Striano veniva dalla malavita dei quartieri spagnoli napoletani. A 32 anni entrava in carcere con la terza elementare. Attraverso la scuola, s’innamora della cultura alta. Scoperrto il suo talento d’attore, fa teatro in carcere e comincia con il cinema. Gomorra con Garrone, poi i Taviani. Oggi gira l’Italia e il mondo a presentare l’ultimo film, un successo internazionale di pubblico e di critica. Si può dire che è uno di quei pochi che ce l’ha fatta (o almeno ce la sta facendo) a uscire da certi giri e vivere una vita normale. Grazie alla scuola e alle opportunità che un carcere aperto come Rebibbia ha potuto offrirgli.

L’alternativa, come vorrebbe qualcuno, è chiudere in cella i delinquenti e buttare la chiave, almeno fino a che la condanna sia espiata. Per un malinteso concetto di certezza della pena. Al contrario, la zero tolerance ha dimostrato di far proliferare criminalità e violenza. Chi è rinchiuso senza sconti e maltrattato, non può che uscire incattivito, più incazzato e affamato di prima, impreparato alla vita sociale, inaccettato. Pronto, anzi quasi obbligato a fare reati. Dare opportunità di revisione critica non è un lusso. Conviene a tutti. L’interesse di chi ha sbagliato e vuole cambiare va a coincidere con l’esigenza di sicurezza sociale per noi “regolari” e le nostre famiglie.

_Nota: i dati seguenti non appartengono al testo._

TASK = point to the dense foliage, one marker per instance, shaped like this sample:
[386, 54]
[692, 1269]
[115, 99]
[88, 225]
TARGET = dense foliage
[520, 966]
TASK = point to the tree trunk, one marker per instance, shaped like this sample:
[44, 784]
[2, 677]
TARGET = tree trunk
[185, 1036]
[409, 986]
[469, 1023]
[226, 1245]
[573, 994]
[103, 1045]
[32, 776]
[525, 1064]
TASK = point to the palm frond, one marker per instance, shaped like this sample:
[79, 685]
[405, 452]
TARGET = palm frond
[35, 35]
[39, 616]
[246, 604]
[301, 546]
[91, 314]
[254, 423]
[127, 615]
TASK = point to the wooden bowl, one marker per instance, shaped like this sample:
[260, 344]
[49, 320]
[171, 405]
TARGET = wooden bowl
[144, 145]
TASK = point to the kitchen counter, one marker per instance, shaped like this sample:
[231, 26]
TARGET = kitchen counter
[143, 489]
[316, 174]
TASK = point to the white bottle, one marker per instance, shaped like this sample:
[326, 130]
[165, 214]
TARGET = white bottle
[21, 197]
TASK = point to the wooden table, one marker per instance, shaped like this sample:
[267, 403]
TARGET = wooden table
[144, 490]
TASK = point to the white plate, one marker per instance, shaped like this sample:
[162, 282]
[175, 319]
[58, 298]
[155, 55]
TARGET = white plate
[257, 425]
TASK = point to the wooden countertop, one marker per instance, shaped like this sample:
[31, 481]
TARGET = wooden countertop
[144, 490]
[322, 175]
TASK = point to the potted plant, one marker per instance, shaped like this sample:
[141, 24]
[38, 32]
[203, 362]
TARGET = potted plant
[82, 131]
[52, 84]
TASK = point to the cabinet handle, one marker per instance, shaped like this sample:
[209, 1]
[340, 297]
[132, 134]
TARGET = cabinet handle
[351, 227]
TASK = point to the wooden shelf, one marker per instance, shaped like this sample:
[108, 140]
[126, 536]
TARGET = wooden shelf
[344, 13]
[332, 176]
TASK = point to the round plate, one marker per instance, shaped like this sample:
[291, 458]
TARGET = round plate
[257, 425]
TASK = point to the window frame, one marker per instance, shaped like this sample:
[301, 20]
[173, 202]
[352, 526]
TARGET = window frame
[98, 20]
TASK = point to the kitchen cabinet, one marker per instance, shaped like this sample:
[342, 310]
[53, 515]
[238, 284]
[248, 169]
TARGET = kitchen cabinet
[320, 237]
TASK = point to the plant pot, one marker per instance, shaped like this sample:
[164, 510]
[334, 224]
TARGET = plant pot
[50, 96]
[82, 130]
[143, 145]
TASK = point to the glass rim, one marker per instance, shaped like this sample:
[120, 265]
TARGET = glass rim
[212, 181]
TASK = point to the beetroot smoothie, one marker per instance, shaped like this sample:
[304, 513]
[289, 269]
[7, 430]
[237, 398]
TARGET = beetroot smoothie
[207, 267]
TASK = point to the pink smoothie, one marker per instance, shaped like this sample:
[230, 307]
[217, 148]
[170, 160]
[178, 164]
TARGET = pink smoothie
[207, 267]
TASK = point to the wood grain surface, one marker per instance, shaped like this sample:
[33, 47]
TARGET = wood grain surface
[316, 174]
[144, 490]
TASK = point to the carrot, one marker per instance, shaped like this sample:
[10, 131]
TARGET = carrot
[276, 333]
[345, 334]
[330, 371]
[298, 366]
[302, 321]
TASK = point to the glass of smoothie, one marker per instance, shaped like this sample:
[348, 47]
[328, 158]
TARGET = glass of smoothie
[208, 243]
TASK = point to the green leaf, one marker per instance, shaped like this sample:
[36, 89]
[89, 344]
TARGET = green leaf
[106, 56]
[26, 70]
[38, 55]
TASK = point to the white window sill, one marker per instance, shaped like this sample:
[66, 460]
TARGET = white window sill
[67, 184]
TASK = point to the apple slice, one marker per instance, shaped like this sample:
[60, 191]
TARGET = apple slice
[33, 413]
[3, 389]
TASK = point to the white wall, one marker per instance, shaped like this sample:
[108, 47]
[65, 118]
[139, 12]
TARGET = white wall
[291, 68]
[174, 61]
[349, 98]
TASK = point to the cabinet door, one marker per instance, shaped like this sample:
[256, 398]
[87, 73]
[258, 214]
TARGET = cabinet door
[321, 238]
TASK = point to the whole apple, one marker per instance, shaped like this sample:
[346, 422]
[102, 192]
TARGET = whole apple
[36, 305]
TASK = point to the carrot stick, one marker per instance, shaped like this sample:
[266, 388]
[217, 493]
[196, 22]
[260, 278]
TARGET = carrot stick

I detenuti, con tutto il contorno e l’indotto che gira intorno agli istituti penitenziari, hanno un costo elevatissimo per noi contribuenti. È interesse comune rimetterli in libertà, quando è ora, con un’occupazione che gli consenta di non dover commettere nuovi reati. È un concetto banale, che però stenta ad essere accettato, forse perché va a cozzare con l’idea arcaica della funzione risarcitoria e deterrente della pena. Ma è scritto a chiare lettere nell’art. 27 della Costituzione: “Le pene non possono consistere in trattamenti contrari al senso di umanità e devono tendere alla rieducazione del condannato”.